Sala, colazione in Paolo Sarpi: “Riapertura dei voli dalla Cina il prima possibile”

Beppe Sala

Arriva la colazione con il sindaco Sala anti-psicosi da coronavirus. L’aveva promesso ai microfoni di RTL 102.5 e tramite un post su Facebook l’ha confermato. Sabato 8 febbraio la colazione con il sindaco in via Paolo Sarpi.

Sala alla colazione in Paolo Sarpi

Sabato 8 febbraio il sindaco Sala ha incontrato la cittadinanza al Centro culturale di Chinatown. L’idea di organizzare la colazione proprio nel quartiere simbolo della comunità cinese è nata per combattere la psicosi dilagante in merito al Coronavirus. Proprio in merito a tale tema Sala ha parlato senza mezzi termini: “Capisco la decisione del governo italiano di chiudere i voli con la Cina, ma mi auguro che si possano riaprire prima del previsto, che adesso è la fine di aprile“. Solidarietà da parte del primo cittadino nei confronti della comunità cinese: “La storia del Coronavirus ci insegna che la comunità è planetaria: evitiamo di cadere in falsi sogni autarchici, siamo una grande città globale, il problema è come le persone e le merci si muovano nel mondo, ma la politica non deve girarsi dall’altra parte“. Sull’isolamento degli studenti di ritorno dalla Cina Sala ha quindi dato un giudizio negativo: “Una richiesta a mio giudizio eccessiva“.

Colazione con Sala anti-psicosi da coronavirus

“Per ogni colazione un quartiere diverso: questo sabato ho deciso di farla in Paolo Sarpi, nello storico quartiere cinese di Milano. Ci vediamo alle 10:00 al Centro Culturale Cinese insieme alla Social street Paolo Sarpi – Quartiere di Milano, Italia!” scrive su Facebook il sindaco Beppe Sala. Nei giorni scorsi ai microfoni di RTL 102.5 aveva commentato il nuovo virus: “Evitiamo la psicosi, oggettivamente queste pandemie quando si sviluppano non vanno sottovalutate ma certamente ci sono anche i mezzi per fronteggiarli“.
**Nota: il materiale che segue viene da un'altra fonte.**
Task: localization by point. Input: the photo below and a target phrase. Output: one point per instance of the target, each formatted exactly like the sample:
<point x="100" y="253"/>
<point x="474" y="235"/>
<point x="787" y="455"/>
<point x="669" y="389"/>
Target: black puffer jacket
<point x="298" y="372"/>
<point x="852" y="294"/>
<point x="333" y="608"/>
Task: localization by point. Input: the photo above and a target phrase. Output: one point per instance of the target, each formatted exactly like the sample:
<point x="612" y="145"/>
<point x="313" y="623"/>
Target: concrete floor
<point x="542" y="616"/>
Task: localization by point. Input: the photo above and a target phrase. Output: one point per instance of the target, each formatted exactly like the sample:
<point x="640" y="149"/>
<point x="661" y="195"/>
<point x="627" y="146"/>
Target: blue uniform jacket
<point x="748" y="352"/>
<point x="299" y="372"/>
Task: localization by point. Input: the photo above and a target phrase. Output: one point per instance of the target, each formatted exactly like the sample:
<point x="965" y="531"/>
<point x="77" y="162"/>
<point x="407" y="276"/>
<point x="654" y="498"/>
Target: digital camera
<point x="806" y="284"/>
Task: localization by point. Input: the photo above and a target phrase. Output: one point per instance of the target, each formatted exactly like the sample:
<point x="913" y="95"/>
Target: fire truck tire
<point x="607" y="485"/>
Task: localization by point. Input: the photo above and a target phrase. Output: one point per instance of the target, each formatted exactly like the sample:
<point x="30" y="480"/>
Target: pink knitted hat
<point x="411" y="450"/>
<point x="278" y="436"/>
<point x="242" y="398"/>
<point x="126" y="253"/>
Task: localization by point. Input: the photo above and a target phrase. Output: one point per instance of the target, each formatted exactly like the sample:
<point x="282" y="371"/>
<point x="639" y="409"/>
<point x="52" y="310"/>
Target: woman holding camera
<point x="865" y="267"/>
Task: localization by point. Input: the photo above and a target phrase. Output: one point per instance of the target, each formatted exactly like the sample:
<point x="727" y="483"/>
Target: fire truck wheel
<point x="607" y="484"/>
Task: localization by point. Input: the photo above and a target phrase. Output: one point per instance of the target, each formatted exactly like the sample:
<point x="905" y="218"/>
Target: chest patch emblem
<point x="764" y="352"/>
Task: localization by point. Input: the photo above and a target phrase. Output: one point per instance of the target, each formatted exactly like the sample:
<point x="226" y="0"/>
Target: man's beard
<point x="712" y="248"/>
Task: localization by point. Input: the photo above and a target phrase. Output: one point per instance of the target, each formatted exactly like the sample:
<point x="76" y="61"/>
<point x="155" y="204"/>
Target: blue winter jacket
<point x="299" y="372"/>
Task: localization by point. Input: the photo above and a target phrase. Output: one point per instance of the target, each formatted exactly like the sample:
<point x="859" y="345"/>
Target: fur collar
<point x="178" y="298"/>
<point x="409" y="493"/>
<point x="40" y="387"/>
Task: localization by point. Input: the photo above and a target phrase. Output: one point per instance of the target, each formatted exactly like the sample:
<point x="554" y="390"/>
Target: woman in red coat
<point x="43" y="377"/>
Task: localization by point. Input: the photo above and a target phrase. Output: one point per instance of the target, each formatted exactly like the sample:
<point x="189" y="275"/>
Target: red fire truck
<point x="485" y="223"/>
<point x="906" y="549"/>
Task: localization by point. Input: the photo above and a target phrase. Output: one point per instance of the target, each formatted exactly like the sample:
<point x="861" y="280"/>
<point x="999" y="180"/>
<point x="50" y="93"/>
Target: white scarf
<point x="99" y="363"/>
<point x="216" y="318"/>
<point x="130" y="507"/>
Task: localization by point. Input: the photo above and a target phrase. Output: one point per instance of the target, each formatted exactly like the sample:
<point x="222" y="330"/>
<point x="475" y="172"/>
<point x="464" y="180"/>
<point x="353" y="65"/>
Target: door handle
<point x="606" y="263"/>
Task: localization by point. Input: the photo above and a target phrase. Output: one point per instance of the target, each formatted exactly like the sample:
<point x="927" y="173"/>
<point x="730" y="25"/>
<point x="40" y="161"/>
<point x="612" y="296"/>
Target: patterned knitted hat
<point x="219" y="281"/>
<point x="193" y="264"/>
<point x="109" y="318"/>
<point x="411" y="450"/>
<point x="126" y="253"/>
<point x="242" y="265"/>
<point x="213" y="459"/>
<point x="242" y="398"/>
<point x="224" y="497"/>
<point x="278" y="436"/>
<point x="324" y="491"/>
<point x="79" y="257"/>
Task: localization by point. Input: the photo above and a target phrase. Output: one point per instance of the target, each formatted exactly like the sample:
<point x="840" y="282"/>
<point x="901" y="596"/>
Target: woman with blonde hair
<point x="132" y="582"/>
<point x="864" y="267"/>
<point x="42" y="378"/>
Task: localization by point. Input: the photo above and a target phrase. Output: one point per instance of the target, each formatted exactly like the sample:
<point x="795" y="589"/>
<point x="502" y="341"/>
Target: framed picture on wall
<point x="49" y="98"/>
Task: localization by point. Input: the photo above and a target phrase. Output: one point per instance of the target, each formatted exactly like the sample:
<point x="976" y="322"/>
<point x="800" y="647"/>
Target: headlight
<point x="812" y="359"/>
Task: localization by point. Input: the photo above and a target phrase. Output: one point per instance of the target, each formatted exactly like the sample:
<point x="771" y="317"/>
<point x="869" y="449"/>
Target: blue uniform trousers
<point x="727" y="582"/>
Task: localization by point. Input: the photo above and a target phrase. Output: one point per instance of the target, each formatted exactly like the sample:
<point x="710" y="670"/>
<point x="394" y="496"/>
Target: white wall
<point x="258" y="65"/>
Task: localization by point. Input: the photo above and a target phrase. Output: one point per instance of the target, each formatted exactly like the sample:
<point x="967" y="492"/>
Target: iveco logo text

In quell’occasione il sindaco aveva già promesso che la colazione con il sindaco sarebbe stata in Paolo Sarpi: “A questo proposito credo che la prossima “Colazione col sindaco” la farò in via Paolo Sarpi, per dare anche segno di tranquillità“. Moltissimi sono stati i commenti sotto il post a sostengo del sindaco, tra questi: “Bravo Signor Sindaco! Ha sempre un gran pensiero anche nelle diversità! Io l’ammiro sempre!”. Venerdì 31 gennaio era stato organizzato un pranzo al ristorante Ramen di via Lomazzo, con l’obiettivo di affrontare il tema della psicosi da coronavirus. Tra i partecipanti l’assessore al commercio del Comune di Milano Cristina Tajani, il segretario generale di Confcommercio Milano Marco Barbieri e il rappresentante dei commercianti stranieri in Confcommercio a Milano Francesco Wu.
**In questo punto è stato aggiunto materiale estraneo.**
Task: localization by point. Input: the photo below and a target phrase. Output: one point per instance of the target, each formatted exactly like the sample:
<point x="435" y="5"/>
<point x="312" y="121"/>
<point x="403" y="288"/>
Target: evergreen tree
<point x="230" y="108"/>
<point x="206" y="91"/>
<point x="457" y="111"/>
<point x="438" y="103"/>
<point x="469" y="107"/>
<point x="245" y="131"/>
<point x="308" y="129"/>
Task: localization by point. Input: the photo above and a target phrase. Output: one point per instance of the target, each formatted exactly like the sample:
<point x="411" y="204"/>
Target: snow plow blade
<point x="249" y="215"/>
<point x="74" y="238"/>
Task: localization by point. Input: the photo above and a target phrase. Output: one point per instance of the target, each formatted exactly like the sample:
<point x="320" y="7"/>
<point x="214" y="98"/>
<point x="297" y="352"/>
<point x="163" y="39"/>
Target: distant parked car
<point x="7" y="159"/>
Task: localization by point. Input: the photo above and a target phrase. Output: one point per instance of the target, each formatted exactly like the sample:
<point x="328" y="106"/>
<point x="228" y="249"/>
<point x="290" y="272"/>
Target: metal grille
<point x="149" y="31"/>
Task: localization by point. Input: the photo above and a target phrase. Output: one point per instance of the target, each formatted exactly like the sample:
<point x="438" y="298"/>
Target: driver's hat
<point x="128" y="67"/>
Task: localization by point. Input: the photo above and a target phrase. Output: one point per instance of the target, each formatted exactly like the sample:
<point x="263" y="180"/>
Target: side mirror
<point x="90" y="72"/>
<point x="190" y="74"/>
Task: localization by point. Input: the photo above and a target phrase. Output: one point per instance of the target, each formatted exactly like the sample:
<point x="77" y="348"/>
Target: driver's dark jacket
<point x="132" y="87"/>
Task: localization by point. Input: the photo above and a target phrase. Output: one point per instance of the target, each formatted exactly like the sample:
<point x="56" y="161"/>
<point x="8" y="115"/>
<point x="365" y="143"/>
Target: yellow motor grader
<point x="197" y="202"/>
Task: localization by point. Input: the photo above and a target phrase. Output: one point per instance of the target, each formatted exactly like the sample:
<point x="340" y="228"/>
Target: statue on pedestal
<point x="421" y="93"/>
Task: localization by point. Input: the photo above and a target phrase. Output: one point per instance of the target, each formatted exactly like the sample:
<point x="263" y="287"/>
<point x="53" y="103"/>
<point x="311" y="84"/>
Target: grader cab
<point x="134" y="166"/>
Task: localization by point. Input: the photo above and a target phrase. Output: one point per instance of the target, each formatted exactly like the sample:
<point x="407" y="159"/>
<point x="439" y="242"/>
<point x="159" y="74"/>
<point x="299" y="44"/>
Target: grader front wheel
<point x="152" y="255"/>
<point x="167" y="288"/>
“A Milano il Comune vuole essere un argine rispetto a fenomeni che sono irrazionali e irragionevoli e non hanno fondamento scientifico e quindi il messaggio è quello di fare affidamento sulle autorità sanitarie e di non creare allarmismo e quindi di continuare a frequentare i luoghi tipici abituali della comunità cinese a Milano” ha spiegato l’assessore Tajani.